In my last post, I wrote about my serendipitous stumbling onto Hilaire Hiler’s murals and Prismatarium in the Maritime Museum in San Francisco. And just when I thought the highlight of the trip had passed, another surprise was waiting for us. My husband and I wandered through a doorway that led from the lobby to the promenade deck on the beach to get a look at the ocean. We didn’t see Sargent Johnson’s fabulous mosaic gracing the side of the building until we turned to go back into the Bathhouse.
Sargent Claude Johnson was an African American painter, potter, ceramist, print maker, sculptor, artist and visionary. Born in Boston, Johnson lived and worked mostly in the California Bay Area, although he had ties to the Harlem Renaissance. He belonged to the Communist Party for most of his life and he did not complete the Maritime Museum mosaic, reportedly because he objected to plans to turn part of the building into a restaurant which would be out of reach for most working people. He disdained such commercialism and thought that art should be for the masses. Interestingly he was turned down when he first applied for a commission to work on the Bathhouse which was being built as part of a WPA project. He was hired after Hiler vouched for him.

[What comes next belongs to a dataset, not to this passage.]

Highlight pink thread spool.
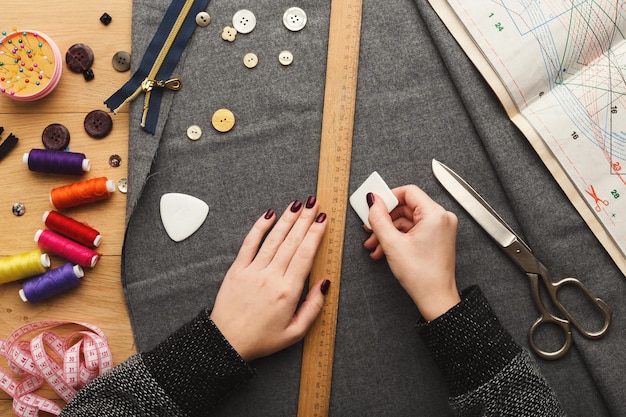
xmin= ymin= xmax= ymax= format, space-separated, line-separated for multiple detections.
xmin=0 ymin=30 xmax=63 ymax=101
xmin=35 ymin=229 xmax=100 ymax=268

Johnson created his stylized and sophisticated “Sea Forms” mosaic on the Promenade Deck working with a Moroccan tile cutter named Sid Mohammed Diag. The friendly park rangers at the Bathhouse related a few stories about Diag: Diag could cut Arabic letters from tile (do you have any idea how hard that is?). He let his skills speak for him when bureaucrats and visitors to the site questioned his ability to produce precision tile work. (Which apparently happened regularly. Diag was a short, dark foreign looking-man) Diag’s response would be to take a tile, whip out an intricate shape, hand it to the offender, and continue his work without looking up or saying a word.
Thanks to the Smithsonian Institute and its New Deal and the Arts Oral History Project, you can read a transcript of an interview of Johnson recorded in 1964 in which he talks about his career, his art and his work on the mosaic. If you want to listen to the interview, try this link.
I love the Sea Forms varied shades of green and blue green and the pops of red and warm brown. You can’t really see it from these pictures but a few of the tiles were glazed in gold luster. The limitations of my photography plus the 60+ years that these tiles have faced the Pacific Ocean make these areas difficult to see on the computer screen. Even though Johnson has worked with a limited palette and mostly abstract shapes, he succeeds in depicting a beautiful sea fantasy world that is quite different from Hiler’s.
If you are in San Francisco, go to the Maritime Museum and see the work of Hiler, Sergent and other artists who contributed to this little-known National Park treasure.